しかし不思議なことに、最近は日本語以外の本を散らかしている。
ひょっとしたら言語の違いを理解しているのかもしれない。
まあ、贔屓に見すぎたか。
2000年8月22日
信一が蔵書に忍び込まなくなり、代わりにテレビを見るようになった。
2000年9月22日
テレビすら見なくなった。
最近は寝てばかりだ。
2001年2月20日
1歳になった記念に何か欲しいものないかと聞いたら、『パパ、お仕事、見たい』
と返事をしてくれた。会話が出来ていることも素晴らしいし、何より僕の役に立とうとする意欲が素晴らしい。せっかくだから、10年ぶりに有休をとって僕の仕事を見せてやる。
2001年2月22日
感情が乏しい子だと思っていたが、ずいぶんとはしゃいでいた。特に常務権限で社外秘の設計書を見せた時はとても喜んでいた。正直管理職になってもらう気でいたが、技術部長としてのコースもありかもしれない。それにはやはり、あそこに活かせる必要がある。
2001年2月23日
いい加減妻の癇癪にもウンザリだ。信一が妻に全く懐かないことに腹を立てすぎだ。
真名子もこの子が特別であると知るべきだ。
2002年10月22日
今日も有休をとり、信一を職場に連れて行った。相変わらず行った所にない所に連れて行くと、たいそう喜ぶ。
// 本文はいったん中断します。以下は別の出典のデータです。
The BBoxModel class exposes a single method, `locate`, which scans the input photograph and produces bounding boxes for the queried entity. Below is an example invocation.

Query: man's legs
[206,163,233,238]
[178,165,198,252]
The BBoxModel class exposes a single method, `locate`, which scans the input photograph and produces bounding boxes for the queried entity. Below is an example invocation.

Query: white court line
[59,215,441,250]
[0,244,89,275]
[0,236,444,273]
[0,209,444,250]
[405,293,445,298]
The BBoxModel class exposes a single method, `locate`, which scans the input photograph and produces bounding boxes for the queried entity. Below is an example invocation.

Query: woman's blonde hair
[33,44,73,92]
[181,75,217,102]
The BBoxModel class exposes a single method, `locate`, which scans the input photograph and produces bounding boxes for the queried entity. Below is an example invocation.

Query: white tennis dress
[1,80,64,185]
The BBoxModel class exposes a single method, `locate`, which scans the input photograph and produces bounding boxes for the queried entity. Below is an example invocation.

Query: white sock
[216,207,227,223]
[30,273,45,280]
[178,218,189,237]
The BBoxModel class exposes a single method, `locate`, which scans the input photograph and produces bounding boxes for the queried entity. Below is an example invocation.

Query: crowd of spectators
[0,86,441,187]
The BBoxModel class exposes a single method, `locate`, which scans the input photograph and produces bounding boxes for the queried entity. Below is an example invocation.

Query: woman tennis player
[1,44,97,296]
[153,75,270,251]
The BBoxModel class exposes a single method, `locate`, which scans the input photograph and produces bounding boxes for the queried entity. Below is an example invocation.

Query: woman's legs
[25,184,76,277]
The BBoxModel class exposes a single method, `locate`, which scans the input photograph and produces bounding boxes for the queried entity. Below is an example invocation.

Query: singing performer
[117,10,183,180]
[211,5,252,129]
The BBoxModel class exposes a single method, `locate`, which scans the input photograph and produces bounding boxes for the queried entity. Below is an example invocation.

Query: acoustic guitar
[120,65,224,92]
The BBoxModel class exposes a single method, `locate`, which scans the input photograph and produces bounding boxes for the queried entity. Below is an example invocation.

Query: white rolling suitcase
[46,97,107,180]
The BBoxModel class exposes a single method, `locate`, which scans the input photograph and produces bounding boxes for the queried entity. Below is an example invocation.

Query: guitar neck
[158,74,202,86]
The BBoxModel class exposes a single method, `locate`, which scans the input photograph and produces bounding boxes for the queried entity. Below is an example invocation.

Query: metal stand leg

下手したらこの子、課長より機密情報をしってるかもしれないな(笑)
2002年1月22日
くそったれ。離婚を切り出さすだけじゃなく、そのまま信一を連れて逃げやがった。
お前なんて愛想が尽きているが、信一だけは返してもらうぞ。
2002年2月23日
ざまあみろといいたい。
真名子が風呂で死んでいた。
リストカットによる自殺だ。
まったく、面倒な事させる。
だがお前はいい母体だった。
信一の畑になったこと、そこだけは感謝しといてやるよ。
2002年2月28日
2歳児が親を殺せるわけないだろ。
警察官は馬鹿なのか。
2002年3月22日
本日より信一を施設で育てることにする。
信一、帝王なるもの、話せるようになることも重要なことだ。
同じ天才同士、仲良くなって来い。
2002年3月24日
信一のIQテストの結果が出た。
IQ200をこえているらしい。
当然だ。なにせ2年で園児のように会話ができるのだから。
2003年2月22日
信一は相変わらず職場を、強いては現場を見たがる。
いい点をとったら見せてやると約束する、その約束を信一が守り、僕も約束を守る。
ああ、いい。
こんな優秀な子こそ、僕の後継者にふさわしい。
スペアは一応用意しておくが、もう僕は信一にぞっこんだった。
2005年2月22日
この国の義務教育は糞なので、海外で勉強をさせる。
施設のおかげで、既に2か国語は話せる。問題なく試験をパスできるだろう。
2005年4月22日
最早君が満点で合格することに、何の疑いを抱かないよ。信一。
2006年2月22日
施設から連絡が入る。
データが何者かによって抜き取られて、そして改ざんされたとのこと。
あり得ない。セキュリティは最新のものを使い、持ち込み検査も万全だったはずなのに。
2008年2月22日
信一が8歳で、大学主席で卒業するらしい。
……流石に優秀すぎないか?
だが信一からまだ海外で勉強したいことがあるとのことなので、数年延長する。
2009年2月22日
日本人のおもちゃがほしいとのことなので、孤児院に預けられていた茶髪の娘を送ってやった。
名前は楓というらしい。
名前は変えてもよかったが、信一がそのままでいいといっていたのでそのままにする。
2010年2月22日
信一が、医学、機械学、数学の論文を同時に発表し、コンペで賞をとった。
どれもその道の博士たちが唸る出来栄えだったらしい。
流石にここまでくると信一が、ただの天才ではないことを察する。
いいさ。最高じゃないか。
2012年2月22日
今日は書きたくない。
2012年2月23日
僕の城が乗っ取られた。
信一新派により、株の5割を買われており、事実上信一が大株主になった。
そして信一は糞おやじを懲戒し、僕を社長にたてた。
扱いやすいから。株主総会でそういわれた。
2013年2月22日
フルマラソンと、100m走で世界記録を更新していた。
あいついつ鍛えていた。
そんな素振りは全くなかったぞ。
2014年2月22日
信一主動で会社を動かして早二年。
会社の総資産が世界一になった。
世論は僕を稀代の天才というが、とんでもない。
僕ほどの愚者はいない。
あれを産ませてしまった。
真名子がしたように、もっと幼いうちに殺しておくべきだった。
あれは××××××
もうだめだ。
何もかも等価値に無価値だと思っている。
既に小型の核兵器を製造し終えており、アメリカ一つそれで滅ぼせる。
飛行機もマッハ100で飛ばせ、回避AIも完備しているから迎撃機も意味がない。
政治家も、生命線を掌握され、病気を治してもらう借りがある以上、逆らえない。
15にして信一は天下を取った。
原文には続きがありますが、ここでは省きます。